When we found Heshani and family a few weeks after the tragedy, they were taking refuge in a friend’s house. Her fisherman father could not immediately return to his work without his boat and gear, also washed away by the waves. The family was living on the mother’s meagre income from spinning coir ropes.

Despite their plight, Heshani and family agreed to participate in the Children of Tsunami media project, where local film crews in India, Indonesia, Sri Lanka and Thailand tracked how eight survivor families were rebuilding their lives and livelihoods after the Asian tsunami disaster.

We at TVE Asia Pacific documented on TV, video and web the personal recovery stories of eight affected families in these worst affected countries for one year after the disaster. Our many media products — distributed on broadcast, narrowcast and online platforms -– inspired wide ranging public discussion on disaster relief, recovery and rehabilitation. In that process, we were also able to demonstrate that a more engaged, respectful kind of journalism was possible when covering post-disaster situations.

Watch Heshani’s first monthly video update, February 2005:

Not all our participating families recovered from the tsunami’s mighty blow within one year, but we ran out of money and had to stop capturing their stories by the end of 2005, which I called Asia’s longest year. In a goodbye tribute to the courage and resilience of these families, I wrote in December 2005: “Our journey with the eight families ends with the first anniversary.
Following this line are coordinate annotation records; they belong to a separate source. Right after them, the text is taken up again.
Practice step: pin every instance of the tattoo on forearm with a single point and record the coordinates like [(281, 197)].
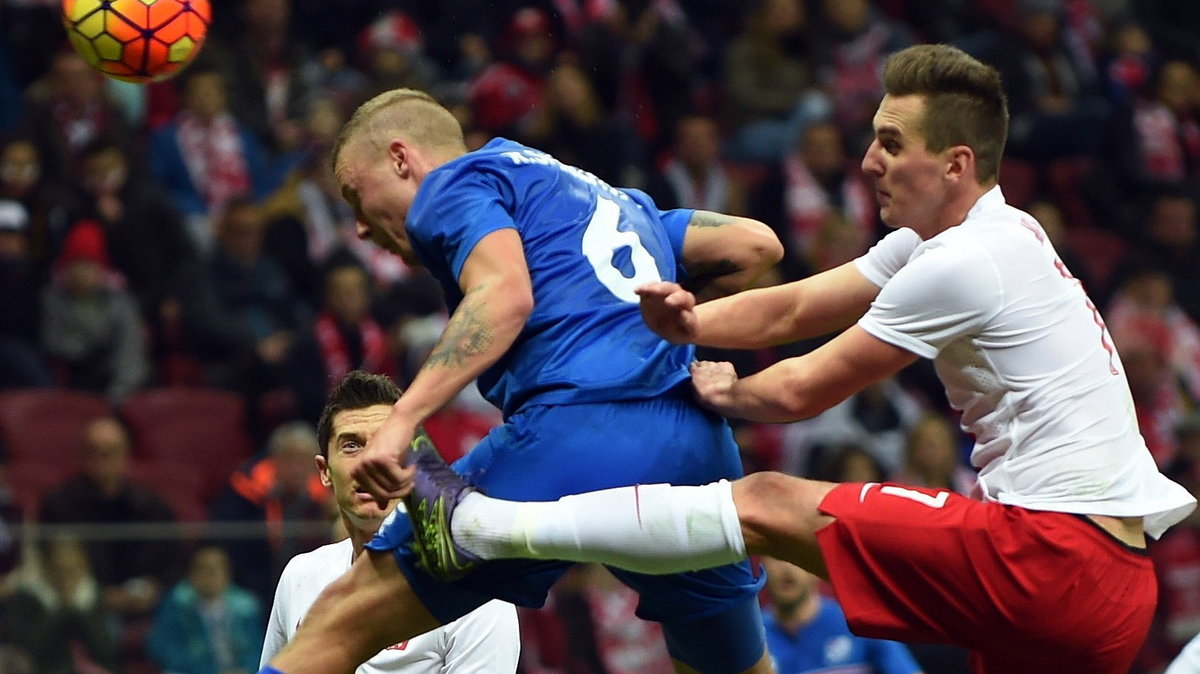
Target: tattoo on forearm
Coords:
[(467, 335), (700, 275)]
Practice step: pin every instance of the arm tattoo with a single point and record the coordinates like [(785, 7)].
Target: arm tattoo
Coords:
[(467, 335)]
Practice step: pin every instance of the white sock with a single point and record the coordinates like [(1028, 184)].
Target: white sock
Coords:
[(647, 528)]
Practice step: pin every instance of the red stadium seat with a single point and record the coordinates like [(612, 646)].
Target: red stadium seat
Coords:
[(30, 479), (46, 425), (190, 427), (186, 487)]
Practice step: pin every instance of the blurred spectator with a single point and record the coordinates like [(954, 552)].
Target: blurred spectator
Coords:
[(1177, 560), (505, 94), (815, 194), (850, 463), (393, 54), (694, 176), (67, 110), (132, 570), (1157, 397), (1053, 89), (345, 337), (47, 200), (1131, 60), (601, 630), (768, 80), (207, 625), (934, 458), (22, 366), (59, 618), (282, 493), (877, 419), (571, 125), (1170, 236), (239, 310), (1145, 300), (856, 43), (1049, 216), (1162, 131), (145, 235), (91, 328), (262, 66), (808, 632), (309, 220), (205, 156)]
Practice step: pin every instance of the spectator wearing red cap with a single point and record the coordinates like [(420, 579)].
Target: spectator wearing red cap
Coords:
[(90, 325), (21, 280)]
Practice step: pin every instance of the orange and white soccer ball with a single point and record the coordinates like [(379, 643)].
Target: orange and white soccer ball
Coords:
[(137, 40)]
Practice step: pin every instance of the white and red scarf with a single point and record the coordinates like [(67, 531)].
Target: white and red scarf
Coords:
[(215, 158), (336, 356)]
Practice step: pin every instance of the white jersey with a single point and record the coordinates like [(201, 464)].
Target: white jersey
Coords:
[(484, 641), (1026, 359)]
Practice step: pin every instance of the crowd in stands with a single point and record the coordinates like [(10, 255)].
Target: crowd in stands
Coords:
[(190, 235)]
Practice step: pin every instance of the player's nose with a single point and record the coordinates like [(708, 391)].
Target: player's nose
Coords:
[(873, 164)]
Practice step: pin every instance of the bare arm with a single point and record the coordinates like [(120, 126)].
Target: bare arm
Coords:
[(803, 386), (725, 254), (497, 300), (761, 317)]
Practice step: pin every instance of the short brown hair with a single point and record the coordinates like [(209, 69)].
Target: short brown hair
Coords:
[(409, 112), (357, 390), (965, 103)]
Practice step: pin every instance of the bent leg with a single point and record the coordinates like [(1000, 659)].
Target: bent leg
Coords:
[(367, 609)]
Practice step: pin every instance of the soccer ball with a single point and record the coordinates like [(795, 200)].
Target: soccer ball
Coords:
[(137, 40)]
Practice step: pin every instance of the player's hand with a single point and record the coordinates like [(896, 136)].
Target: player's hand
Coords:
[(669, 310), (383, 469), (713, 383)]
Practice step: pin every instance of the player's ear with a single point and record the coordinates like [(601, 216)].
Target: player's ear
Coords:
[(960, 163), (399, 154), (323, 470)]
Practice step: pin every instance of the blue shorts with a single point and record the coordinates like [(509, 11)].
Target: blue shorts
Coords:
[(545, 452)]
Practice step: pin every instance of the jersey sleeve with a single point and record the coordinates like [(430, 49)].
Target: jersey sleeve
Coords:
[(933, 300), (675, 222), (888, 256), (276, 625), (486, 639), (465, 209)]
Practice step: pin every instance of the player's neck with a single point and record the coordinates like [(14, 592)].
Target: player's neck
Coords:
[(360, 533)]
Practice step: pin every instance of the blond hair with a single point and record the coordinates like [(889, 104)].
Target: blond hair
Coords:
[(965, 103), (409, 113)]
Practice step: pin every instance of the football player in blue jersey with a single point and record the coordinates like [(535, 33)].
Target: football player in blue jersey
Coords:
[(538, 262)]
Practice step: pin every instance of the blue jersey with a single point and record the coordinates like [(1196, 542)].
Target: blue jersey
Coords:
[(587, 246), (826, 645)]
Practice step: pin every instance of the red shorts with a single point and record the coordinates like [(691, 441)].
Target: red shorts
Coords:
[(1025, 590)]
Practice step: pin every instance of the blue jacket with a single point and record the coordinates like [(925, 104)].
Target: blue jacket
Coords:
[(180, 642)]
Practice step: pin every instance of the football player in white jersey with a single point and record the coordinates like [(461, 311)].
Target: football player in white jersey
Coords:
[(1047, 569), (484, 641)]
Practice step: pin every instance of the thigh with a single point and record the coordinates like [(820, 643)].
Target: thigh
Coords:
[(365, 611), (925, 565)]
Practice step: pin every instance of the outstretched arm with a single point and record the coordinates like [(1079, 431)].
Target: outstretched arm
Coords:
[(725, 254), (761, 317), (497, 300), (802, 386)]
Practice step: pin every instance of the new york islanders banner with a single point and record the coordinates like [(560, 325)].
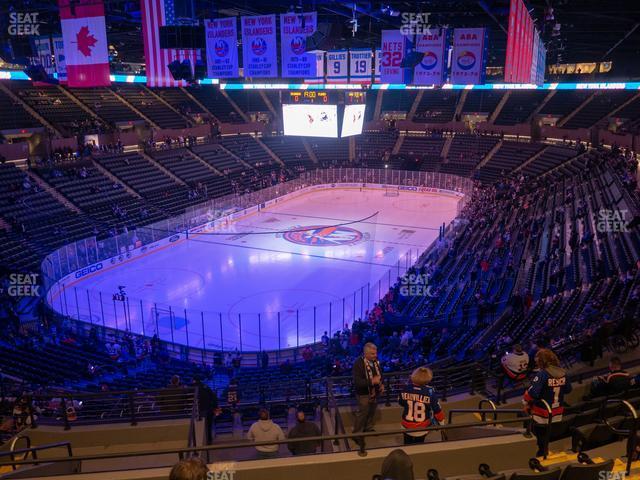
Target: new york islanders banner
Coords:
[(469, 57), (432, 68), (259, 48), (394, 45), (360, 65), (42, 53), (337, 66), (294, 30), (85, 43), (222, 47)]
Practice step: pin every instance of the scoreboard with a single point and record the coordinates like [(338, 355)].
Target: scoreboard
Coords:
[(315, 97), (310, 97), (317, 113)]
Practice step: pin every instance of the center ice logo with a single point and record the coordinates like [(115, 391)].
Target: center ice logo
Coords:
[(324, 236)]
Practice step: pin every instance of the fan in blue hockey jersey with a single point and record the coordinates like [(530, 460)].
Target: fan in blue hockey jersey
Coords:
[(421, 406), (549, 385)]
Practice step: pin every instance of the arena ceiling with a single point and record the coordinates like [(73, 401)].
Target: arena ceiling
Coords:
[(573, 30)]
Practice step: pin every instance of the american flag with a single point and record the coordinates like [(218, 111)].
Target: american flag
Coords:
[(156, 14)]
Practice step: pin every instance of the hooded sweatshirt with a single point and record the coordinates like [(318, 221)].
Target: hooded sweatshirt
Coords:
[(550, 385), (264, 431)]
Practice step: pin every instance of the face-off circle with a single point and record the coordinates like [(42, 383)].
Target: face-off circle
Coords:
[(324, 236)]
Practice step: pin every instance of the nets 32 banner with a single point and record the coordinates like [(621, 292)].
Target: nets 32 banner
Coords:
[(294, 30), (360, 65), (337, 65), (394, 46), (259, 48), (222, 47), (432, 68), (469, 57)]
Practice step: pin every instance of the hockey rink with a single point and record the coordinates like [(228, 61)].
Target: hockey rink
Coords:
[(274, 279)]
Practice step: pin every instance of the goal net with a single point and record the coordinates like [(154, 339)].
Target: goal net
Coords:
[(391, 191)]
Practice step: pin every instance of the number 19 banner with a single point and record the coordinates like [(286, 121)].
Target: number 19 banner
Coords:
[(360, 61), (337, 66)]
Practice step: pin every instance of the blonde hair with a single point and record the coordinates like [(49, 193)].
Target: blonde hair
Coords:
[(421, 376)]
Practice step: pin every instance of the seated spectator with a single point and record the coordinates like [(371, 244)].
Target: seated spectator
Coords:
[(397, 466), (617, 381), (191, 469), (301, 430), (421, 406), (265, 430)]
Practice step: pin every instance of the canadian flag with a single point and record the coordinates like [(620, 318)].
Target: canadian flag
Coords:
[(85, 42)]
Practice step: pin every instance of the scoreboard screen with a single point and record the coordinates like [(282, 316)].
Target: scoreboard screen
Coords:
[(310, 97)]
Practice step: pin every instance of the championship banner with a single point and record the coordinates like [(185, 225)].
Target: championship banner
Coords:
[(222, 47), (259, 54), (61, 62), (469, 56), (84, 36), (394, 45), (376, 71), (360, 65), (433, 67), (337, 66), (294, 30), (42, 54)]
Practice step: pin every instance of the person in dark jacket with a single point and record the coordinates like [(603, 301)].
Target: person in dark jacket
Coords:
[(617, 381), (301, 430), (207, 406), (367, 382)]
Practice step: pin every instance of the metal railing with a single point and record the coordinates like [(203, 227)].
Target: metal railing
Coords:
[(184, 452)]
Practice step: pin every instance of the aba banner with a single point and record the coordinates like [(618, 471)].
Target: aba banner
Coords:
[(432, 68), (360, 65), (85, 42), (294, 30), (259, 50), (60, 60), (468, 61), (337, 65), (222, 47), (394, 45)]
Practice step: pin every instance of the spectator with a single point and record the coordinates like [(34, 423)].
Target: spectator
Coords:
[(191, 469), (264, 430), (421, 406), (207, 406), (397, 466), (551, 385), (301, 430)]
We know their own journeys to recovery are far from finished. We can only wish them well.

Heshani in Nov 2009 - Courtesy Xinhua
Since then, I have often wondered how the eight children were faring. (In March 2007, it suddenly became seven when the Theeban, the boy in Sri Lanka’s east whose story we tracked, was brutally murdered.) However, I have resisted the temptation to revisit the children as I felt we had been intrusive enough already during that first difficult year after the tsunami. They must now be allowed to continue their lives in private.
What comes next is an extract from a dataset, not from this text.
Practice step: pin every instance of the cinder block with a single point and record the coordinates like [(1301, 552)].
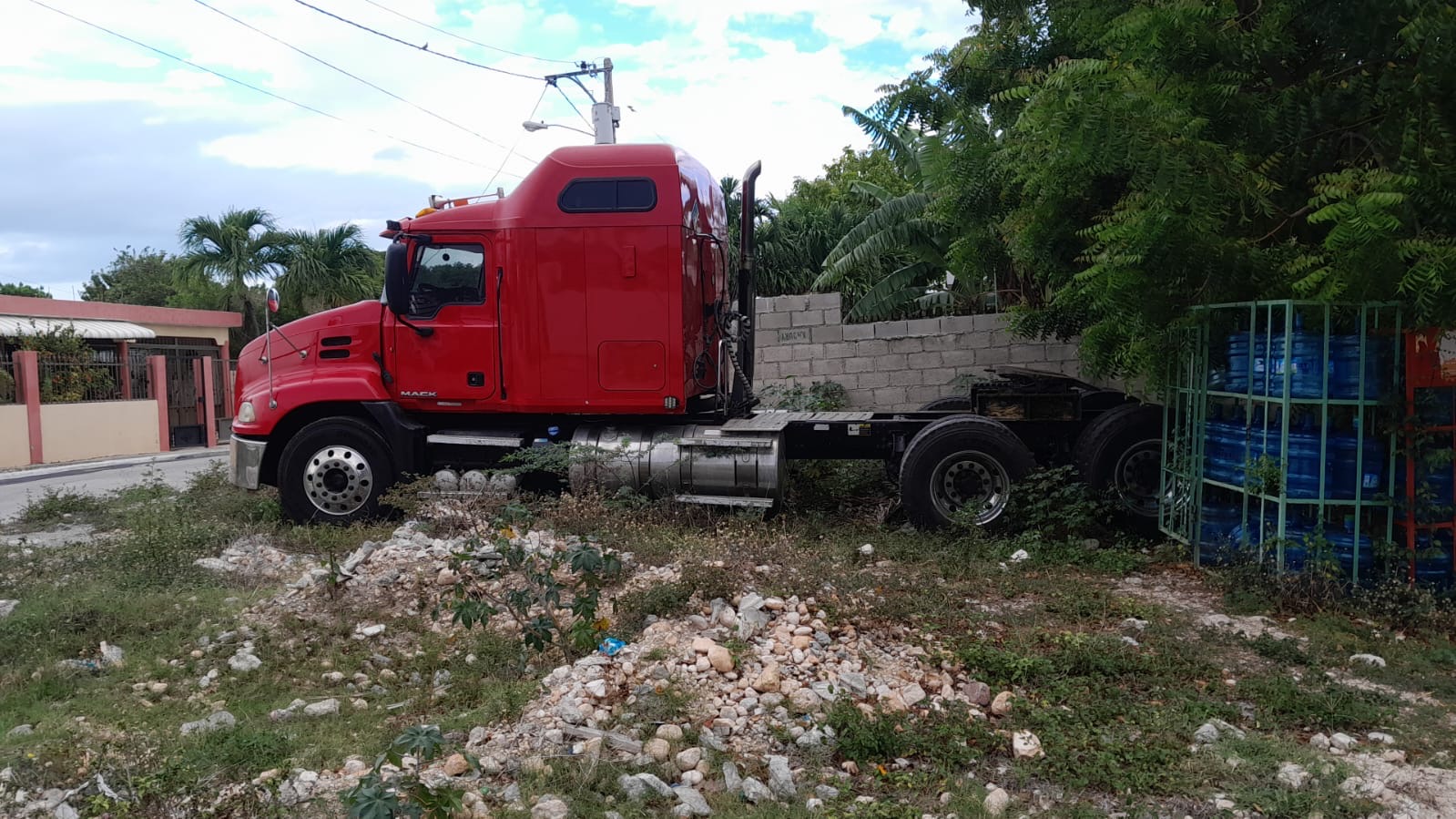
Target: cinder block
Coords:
[(890, 396), (823, 301), (890, 330), (992, 356), (826, 334), (906, 378), (923, 327), (962, 357), (773, 321), (1028, 354), (957, 323), (875, 347)]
Yet, I was intrigued by a recent report where two correspondents working for the Chinese news agency Xinhua, Chen Zhanjie and Liu Yongqiu, tracked down Heshani and family. They wrote a story on Xinhua’s website for the Universal Children’s Day in November which focused attention on the protection and welfare of children. Heshani is now 17, and her younger sister Dimalka, 12. Already having passed the GCE Ordinary Level exam, Heshani is now preparing for her Advanced Level exam slated for August 2010.

While Dimalka aspires to be a doctor, Heshani wants to become a banker. Their father believes the tragedy has added a new dimension to the girls’ lives: “They have leant their responsibilities from the tsunami. Now the two girls have no fears.”

Read the full story on Xinhua website: From tsunami to trauma to trek ahead

Ahead of tsunami, journalist foresaw coastal disaster in Sri Lanka: “A Catastrophe Waiting to Happen”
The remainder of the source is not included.